Another of the last buildings added to Main Street: the Lockett Hotel opened in 1952. In the mid-60s it became the Coronado Inn Motor Hotel, but new owners and a new name couldn't save it when, in 1964, a Holiday Inn opened next to Interstate 35. A Howard Johnson opened across from the Holiday Inn in 1973, and a Ramada followed the next year a mile down the highway at Lindsay Street exit. The ex-Lockett closed and was converted to offices in 1975.
Some merchants competed by investing in the aluminum screening so popular in the 1950s.
A handsome font helped this business survive from 1928 until about 2015. Since then, the building has housed at least two Mexican restaurants.
Over on U.S. 77, running perpendicular to Main Street and three blocks east of the railroad, Norman's Cadillac-Oldsmobile dealership moved to a site near Interstate 35. A muffler shop moved in. Few passersby wondered why a muffler shop should have a showroom, but now you know. Unfortunately, the muffler shop closed, too, and the building has been abandoned for some years.

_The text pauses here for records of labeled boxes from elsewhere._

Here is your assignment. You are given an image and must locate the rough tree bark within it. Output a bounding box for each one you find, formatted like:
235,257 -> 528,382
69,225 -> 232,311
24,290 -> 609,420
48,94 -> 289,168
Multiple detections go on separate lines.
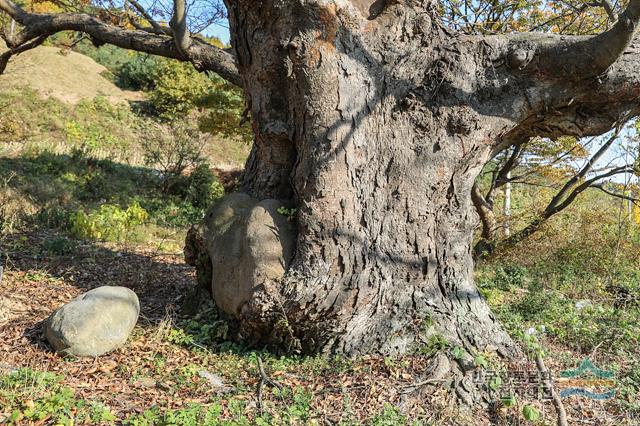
0,0 -> 640,356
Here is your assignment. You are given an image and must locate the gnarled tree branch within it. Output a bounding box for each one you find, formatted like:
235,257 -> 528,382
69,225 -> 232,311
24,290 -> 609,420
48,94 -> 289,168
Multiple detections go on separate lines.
0,0 -> 242,86
507,0 -> 640,81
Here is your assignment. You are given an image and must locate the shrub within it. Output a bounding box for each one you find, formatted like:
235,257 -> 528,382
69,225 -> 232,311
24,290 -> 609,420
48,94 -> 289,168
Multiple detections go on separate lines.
71,202 -> 149,241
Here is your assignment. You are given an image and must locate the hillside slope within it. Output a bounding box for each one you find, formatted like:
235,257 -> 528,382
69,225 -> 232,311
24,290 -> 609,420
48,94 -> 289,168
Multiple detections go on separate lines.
0,45 -> 140,104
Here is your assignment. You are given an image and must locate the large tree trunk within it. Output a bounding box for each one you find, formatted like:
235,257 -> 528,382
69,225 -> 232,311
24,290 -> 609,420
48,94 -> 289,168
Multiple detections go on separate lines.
186,0 -> 514,355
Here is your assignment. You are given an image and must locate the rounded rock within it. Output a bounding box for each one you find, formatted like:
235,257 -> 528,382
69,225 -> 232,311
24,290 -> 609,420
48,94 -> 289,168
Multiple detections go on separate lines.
45,286 -> 140,357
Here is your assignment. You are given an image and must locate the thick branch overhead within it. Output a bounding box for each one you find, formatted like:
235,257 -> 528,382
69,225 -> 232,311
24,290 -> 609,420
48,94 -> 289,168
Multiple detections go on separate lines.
0,0 -> 242,86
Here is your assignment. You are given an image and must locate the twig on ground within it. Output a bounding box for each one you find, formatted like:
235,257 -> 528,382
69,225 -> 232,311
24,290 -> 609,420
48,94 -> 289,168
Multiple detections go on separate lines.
400,379 -> 443,395
536,353 -> 569,426
258,357 -> 282,414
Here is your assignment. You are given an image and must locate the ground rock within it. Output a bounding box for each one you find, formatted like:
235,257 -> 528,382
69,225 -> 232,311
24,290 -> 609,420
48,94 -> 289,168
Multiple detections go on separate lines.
45,286 -> 140,357
185,192 -> 296,317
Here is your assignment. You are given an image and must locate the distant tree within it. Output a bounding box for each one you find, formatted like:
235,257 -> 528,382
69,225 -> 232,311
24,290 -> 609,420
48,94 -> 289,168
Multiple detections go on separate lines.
0,0 -> 640,378
472,124 -> 638,257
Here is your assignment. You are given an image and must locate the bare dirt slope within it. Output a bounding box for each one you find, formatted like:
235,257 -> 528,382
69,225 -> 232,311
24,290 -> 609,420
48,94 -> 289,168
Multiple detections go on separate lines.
0,44 -> 139,103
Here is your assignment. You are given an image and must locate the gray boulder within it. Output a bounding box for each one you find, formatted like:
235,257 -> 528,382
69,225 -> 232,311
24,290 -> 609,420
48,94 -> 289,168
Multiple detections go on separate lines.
45,286 -> 140,357
185,192 -> 296,317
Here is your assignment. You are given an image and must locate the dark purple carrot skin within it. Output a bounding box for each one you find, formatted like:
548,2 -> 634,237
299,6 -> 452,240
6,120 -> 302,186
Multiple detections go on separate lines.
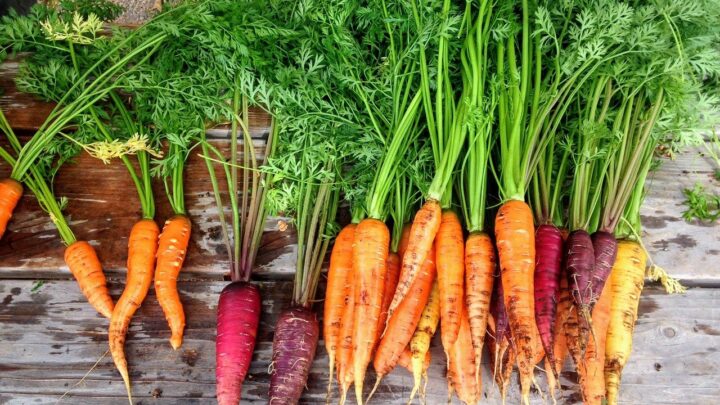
590,231 -> 617,300
565,230 -> 595,356
215,282 -> 260,405
269,307 -> 320,405
534,225 -> 563,364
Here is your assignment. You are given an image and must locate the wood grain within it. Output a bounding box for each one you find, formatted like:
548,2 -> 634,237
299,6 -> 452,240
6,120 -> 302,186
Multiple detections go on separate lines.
0,280 -> 720,404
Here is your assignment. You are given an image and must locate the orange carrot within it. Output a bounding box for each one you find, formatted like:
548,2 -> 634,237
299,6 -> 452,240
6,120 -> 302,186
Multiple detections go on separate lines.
65,241 -> 115,319
388,200 -> 442,317
155,215 -> 191,350
545,273 -> 572,401
352,218 -> 390,404
578,274 -> 612,405
373,243 -> 436,378
108,219 -> 160,402
376,252 -> 400,344
435,210 -> 465,353
465,229 -> 497,382
398,346 -> 430,374
448,305 -> 480,404
338,266 -> 355,404
323,224 -> 357,397
393,224 -> 412,258
495,200 -> 539,403
0,178 -> 23,239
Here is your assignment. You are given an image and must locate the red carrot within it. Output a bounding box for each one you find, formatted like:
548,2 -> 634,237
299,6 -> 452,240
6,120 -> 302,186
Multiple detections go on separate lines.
215,282 -> 260,405
534,225 -> 563,376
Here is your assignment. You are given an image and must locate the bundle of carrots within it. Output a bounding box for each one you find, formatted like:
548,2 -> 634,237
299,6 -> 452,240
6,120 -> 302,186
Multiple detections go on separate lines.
0,0 -> 720,404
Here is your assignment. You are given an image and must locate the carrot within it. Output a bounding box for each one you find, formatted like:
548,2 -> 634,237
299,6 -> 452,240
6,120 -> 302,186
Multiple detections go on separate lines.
578,274 -> 612,405
155,215 -> 191,350
377,252 -> 400,344
398,346 -> 430,374
398,224 -> 412,258
352,218 -> 392,404
65,241 -> 115,319
323,224 -> 357,398
409,281 -> 440,402
215,281 -> 261,405
545,272 -> 572,402
108,219 -> 160,403
605,240 -> 647,405
565,229 -> 595,357
269,307 -> 320,405
534,224 -> 563,370
465,233 -> 497,381
435,210 -> 465,353
448,306 -> 480,404
336,260 -> 355,404
495,200 -> 535,403
388,200 -> 442,317
370,243 -> 437,396
0,178 -> 23,239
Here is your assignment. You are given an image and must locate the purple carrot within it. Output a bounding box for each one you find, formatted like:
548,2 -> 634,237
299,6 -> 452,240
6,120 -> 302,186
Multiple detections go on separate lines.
565,230 -> 595,356
215,282 -> 260,405
590,231 -> 617,300
269,307 -> 320,405
534,225 -> 563,371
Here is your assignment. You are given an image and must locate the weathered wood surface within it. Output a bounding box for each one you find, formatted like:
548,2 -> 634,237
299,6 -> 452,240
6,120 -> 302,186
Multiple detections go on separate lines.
0,280 -> 720,404
0,52 -> 720,285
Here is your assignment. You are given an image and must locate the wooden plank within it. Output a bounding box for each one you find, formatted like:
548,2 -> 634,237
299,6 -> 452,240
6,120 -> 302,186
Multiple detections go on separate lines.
641,148 -> 720,286
0,280 -> 720,404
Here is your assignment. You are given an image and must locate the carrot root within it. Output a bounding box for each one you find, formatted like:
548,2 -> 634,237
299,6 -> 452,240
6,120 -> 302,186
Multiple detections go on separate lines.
65,241 -> 115,319
0,178 -> 23,239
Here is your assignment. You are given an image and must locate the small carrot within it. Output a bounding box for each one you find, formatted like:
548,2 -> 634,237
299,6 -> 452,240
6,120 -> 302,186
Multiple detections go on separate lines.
545,272 -> 572,402
108,219 -> 160,403
578,274 -> 612,405
465,233 -> 497,381
323,224 -> 357,398
377,252 -> 400,344
448,306 -> 480,404
495,200 -> 536,403
338,260 -> 355,404
0,178 -> 23,239
65,241 -> 115,319
605,240 -> 647,405
435,210 -> 465,353
155,215 -> 191,350
388,200 -> 442,317
352,218 -> 392,404
410,281 -> 440,401
370,243 -> 437,396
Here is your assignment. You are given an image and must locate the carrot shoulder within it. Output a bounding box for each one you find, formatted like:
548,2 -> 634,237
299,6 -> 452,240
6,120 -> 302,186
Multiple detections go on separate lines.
435,210 -> 465,352
388,200 -> 442,316
65,241 -> 115,319
155,215 -> 191,349
108,219 -> 160,398
495,200 -> 537,403
0,178 -> 23,238
352,218 -> 390,404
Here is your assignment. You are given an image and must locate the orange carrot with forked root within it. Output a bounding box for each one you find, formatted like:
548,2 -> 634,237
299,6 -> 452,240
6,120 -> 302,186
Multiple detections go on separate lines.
65,241 -> 115,319
352,218 -> 390,404
108,219 -> 160,403
323,224 -> 357,398
155,215 -> 191,350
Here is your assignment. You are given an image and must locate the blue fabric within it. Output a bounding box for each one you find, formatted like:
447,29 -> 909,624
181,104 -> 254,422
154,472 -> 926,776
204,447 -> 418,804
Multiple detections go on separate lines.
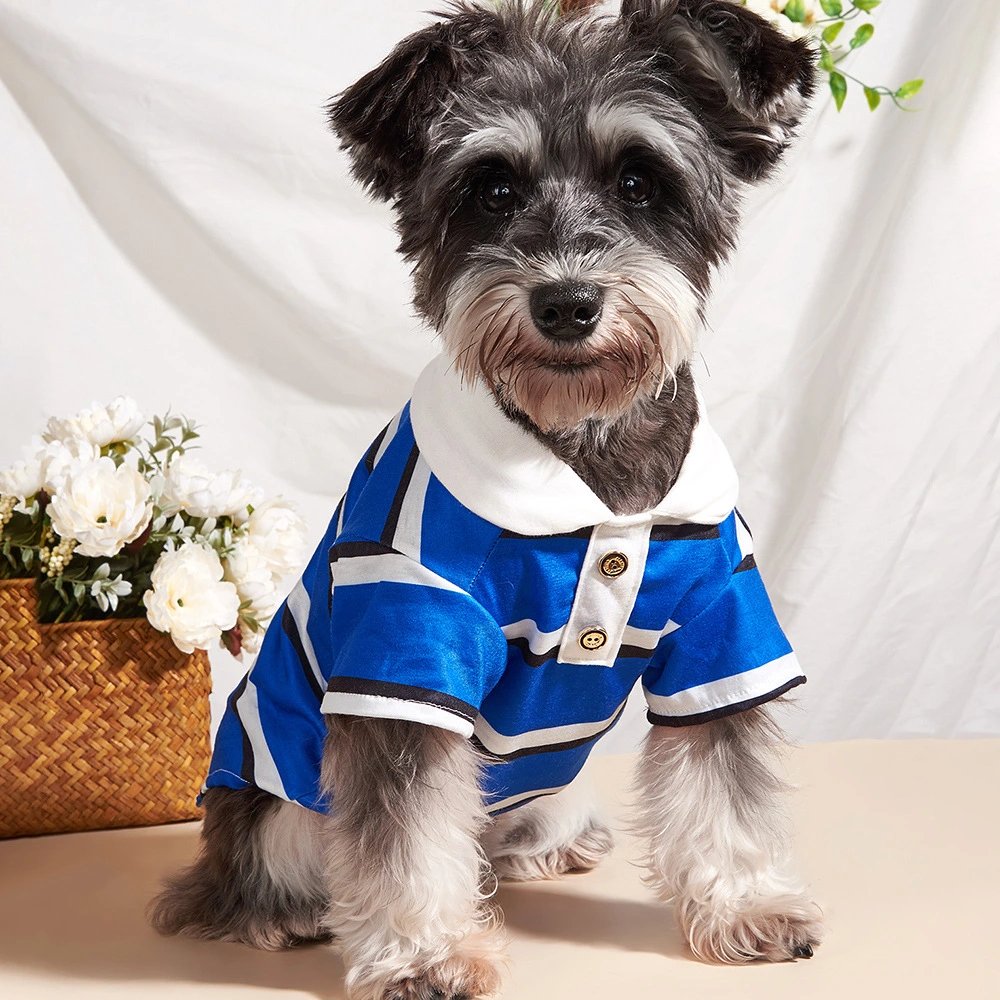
206,408 -> 804,811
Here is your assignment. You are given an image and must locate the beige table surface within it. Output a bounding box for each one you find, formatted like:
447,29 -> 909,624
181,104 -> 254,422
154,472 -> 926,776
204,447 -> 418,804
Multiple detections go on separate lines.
0,740 -> 1000,1000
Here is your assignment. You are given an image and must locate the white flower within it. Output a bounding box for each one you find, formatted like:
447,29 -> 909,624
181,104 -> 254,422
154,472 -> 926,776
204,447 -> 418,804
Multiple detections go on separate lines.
49,458 -> 153,556
0,442 -> 45,500
744,0 -> 826,38
225,536 -> 279,624
0,436 -> 101,500
35,438 -> 101,496
142,542 -> 240,653
45,396 -> 146,448
160,455 -> 260,524
247,497 -> 306,579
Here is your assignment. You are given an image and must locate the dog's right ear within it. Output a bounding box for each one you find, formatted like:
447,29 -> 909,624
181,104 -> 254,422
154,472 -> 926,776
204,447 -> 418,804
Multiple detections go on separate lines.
328,8 -> 500,201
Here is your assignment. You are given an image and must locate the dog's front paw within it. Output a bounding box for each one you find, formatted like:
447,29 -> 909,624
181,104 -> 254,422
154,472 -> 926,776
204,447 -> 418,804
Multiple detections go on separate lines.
349,955 -> 508,1000
385,957 -> 500,1000
677,896 -> 823,965
492,823 -> 614,882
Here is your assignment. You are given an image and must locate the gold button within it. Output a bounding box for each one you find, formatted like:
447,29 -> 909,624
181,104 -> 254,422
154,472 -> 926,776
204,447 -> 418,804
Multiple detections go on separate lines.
579,628 -> 608,650
601,552 -> 628,579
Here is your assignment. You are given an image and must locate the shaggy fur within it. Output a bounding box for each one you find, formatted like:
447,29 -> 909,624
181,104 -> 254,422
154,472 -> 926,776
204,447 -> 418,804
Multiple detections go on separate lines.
153,0 -> 819,1000
633,708 -> 821,964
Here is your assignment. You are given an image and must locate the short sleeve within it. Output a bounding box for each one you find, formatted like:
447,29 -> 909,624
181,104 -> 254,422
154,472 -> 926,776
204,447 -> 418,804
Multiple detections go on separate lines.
322,542 -> 507,736
643,555 -> 805,726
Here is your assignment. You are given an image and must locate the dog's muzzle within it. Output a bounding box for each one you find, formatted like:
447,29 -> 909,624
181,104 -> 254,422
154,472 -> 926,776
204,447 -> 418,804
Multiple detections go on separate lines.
530,281 -> 604,340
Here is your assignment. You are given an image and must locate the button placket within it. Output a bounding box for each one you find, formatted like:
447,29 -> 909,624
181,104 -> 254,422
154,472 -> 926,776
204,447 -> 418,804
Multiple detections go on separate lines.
558,515 -> 651,666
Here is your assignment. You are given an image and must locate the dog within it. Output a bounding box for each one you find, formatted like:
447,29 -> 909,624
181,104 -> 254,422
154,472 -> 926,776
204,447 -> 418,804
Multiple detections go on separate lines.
152,0 -> 821,1000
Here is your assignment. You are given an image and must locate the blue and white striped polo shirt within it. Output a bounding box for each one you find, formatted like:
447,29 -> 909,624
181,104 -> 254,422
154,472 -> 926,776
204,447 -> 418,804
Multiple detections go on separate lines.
206,358 -> 805,813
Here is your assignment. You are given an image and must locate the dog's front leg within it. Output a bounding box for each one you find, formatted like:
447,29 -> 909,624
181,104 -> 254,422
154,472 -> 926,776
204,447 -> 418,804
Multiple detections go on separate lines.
635,708 -> 821,963
323,715 -> 499,1000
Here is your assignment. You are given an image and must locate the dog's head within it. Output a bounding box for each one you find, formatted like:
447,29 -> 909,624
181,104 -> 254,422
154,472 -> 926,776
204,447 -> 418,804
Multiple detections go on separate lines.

Proof: a newspaper photos from 1951, the only year when the dealership carried this name.
Another occupant gets ready to move in: 2017.
The location is Classen Boulevard, perpendicular to Main Street and a few blocks east of tracks. This used to be U.S. 77. In the days before interstate highways, it was the main road from Oklahoma City to Dallas.
For more on the automotive businesses that clustered here, see http://www.okhistory.org/shpo/architsurveys/ThematicPorterAveNorman.pdf
What did U.S. 77 need besides gas stations? Drive-ins, obviously. This site was residential in 1937 but became the Blue Goose Cafe in 1938. Between 1940 and '48, it was Harry's Drive Inn. From 1949 to 1955 it was McCall's Drive Inn. From 1956 to about 1963 it was Sims Drive Inn. In 1964 it was Salyer's Restaurant. Since this picture was taken, it has graduated from an auto-parts store to a dentist's office.